From: [EMAIL PROTECTED] [mailto:[EMAIL PROTECTED] On Behalf Of Ng, Bill
Sent: Wednesday, April 19, 2006 3:35 PM
To: Ng, Bill; Castle, Eric; perl-win32-admin@listserv.ActiveState.com
Subject: RE: Accessing the registry with Win32::TieRegistry on XP as stdusernot working

 

Whoops ... forgot the "$" on "Registry".


Bill

 


From: [EMAIL PROTECTED] [mailto:[EMAIL PROTECTED] On Behalf Of Ng, Bill
Sent: Wednesday, April 19, 2006 5:51 PM
To: Castle, Eric; perl-win32-admin@listserv.ActiveState.com
Subject: RE: Accessing the registry with Win32::TieRegistry on XP as stduser not working

Yeah,

 

    It's a permission thing with the registry ... I ran across it a few months back and posted to this list.  In the end I found the fix myself.  Try this code instead:

 

-----------------

my $reg_key = Registry->Open("HKEY_LOCAL_MACHINE\\Software\\ActiveState\\", {Access=>1});

or $error = "ERROR: Can't access registry key because, $^E\n";

print "error was \"$error\"\n";

-----------------

 

    Specifying the Access level is the key.  By the way Access=>1 only gives you read access to that key.

 

Bill

 


From: [EMAIL PROTECTED] [mailto:[EMAIL PROTECTED] On Behalf Of Castle, Eric
Sent: Wednesday, April 19, 2006 5:02 PM
To: perl-win32-admin@listserv.ActiveState.com
Subject: Accessing the registry with Win32::TieRegistry on XP as std user not working

Hi,

 

In preparation for the Vista OS release, I am testing out how our perl scripts work when running as a standard user on Windows XP SP2. This user has no power user or admin permissions.

 

So far when I try to access the registry ( using Win32::TieRegistry) I get an error - the same error that I would get if the registry key did not exist.
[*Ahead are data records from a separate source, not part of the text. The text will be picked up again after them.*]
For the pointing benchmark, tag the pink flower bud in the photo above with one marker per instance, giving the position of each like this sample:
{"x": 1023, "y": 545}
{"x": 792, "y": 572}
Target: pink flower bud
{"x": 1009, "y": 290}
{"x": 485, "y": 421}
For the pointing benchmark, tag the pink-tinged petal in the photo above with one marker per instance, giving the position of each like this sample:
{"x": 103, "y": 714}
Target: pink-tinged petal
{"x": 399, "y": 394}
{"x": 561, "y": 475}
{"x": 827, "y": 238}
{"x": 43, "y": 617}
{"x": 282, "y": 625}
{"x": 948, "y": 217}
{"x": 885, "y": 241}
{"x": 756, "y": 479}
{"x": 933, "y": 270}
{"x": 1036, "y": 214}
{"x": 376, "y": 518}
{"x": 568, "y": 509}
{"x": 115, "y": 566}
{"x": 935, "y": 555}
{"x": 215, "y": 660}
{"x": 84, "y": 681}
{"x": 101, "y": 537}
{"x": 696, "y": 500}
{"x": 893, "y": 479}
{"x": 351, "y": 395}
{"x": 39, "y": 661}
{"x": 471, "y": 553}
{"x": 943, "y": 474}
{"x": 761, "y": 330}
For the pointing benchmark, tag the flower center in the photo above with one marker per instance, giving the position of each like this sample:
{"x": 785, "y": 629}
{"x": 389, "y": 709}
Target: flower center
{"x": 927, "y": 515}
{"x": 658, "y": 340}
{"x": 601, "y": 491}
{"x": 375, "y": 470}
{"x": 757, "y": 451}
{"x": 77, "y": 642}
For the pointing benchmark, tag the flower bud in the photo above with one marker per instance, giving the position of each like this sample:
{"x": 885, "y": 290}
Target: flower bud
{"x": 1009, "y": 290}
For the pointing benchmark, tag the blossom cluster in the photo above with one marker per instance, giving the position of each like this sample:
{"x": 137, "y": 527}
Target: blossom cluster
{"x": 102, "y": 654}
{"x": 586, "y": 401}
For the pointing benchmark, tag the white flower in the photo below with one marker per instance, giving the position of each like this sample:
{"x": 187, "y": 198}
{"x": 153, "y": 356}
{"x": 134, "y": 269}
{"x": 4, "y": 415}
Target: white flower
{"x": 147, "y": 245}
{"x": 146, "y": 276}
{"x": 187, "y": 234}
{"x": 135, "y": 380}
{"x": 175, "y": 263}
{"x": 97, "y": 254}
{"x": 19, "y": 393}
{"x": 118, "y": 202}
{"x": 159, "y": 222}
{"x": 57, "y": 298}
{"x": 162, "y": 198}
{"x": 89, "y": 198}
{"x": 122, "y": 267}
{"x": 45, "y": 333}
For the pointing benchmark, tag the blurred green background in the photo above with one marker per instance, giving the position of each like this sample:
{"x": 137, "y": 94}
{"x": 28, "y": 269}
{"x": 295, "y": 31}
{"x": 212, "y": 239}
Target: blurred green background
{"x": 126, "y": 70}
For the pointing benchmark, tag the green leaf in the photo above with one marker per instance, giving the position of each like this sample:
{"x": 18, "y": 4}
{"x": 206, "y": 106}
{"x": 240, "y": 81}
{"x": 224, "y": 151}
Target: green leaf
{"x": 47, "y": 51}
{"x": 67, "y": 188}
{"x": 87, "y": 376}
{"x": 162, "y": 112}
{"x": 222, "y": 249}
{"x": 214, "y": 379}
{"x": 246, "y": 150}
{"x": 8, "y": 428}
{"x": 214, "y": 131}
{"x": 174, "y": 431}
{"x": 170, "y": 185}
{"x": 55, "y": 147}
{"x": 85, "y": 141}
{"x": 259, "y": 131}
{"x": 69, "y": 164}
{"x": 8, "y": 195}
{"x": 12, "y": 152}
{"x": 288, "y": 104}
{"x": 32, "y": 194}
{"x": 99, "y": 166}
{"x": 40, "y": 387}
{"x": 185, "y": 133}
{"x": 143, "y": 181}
I tried using perl 5.6.1 and 5.8 and it behaves the same in both.  If running the same script as a user with power user or admin priveldges, the scripts work fine and have no problems accessing the registry.

 

Other (non-perl) applications running as std user are able to access the registry just fine (don't know if they can alter it but they can at least read it). 

 

The registry key I was accessing was HKEY_LOCAL_MACHINE\Software\ActiveState\ 

 

The error message I get back in $^E is:  "The system could not find the environment option that was entered".   Here is a sample script I used to test out the problem:

 

use Win32::TieRegistry;

 

my $error = "";

my $reg_key = $Registry->{"HKEY_LOCAL_MACHINE\\Software\\ActiveState\\"}
or $error = "ERROR: Can't access registry key because, $^E\n";

print "error was \"$error\"\n";

 

Has anyone else run into this?  I'm gonna do a search through MSDN also and see this has come up.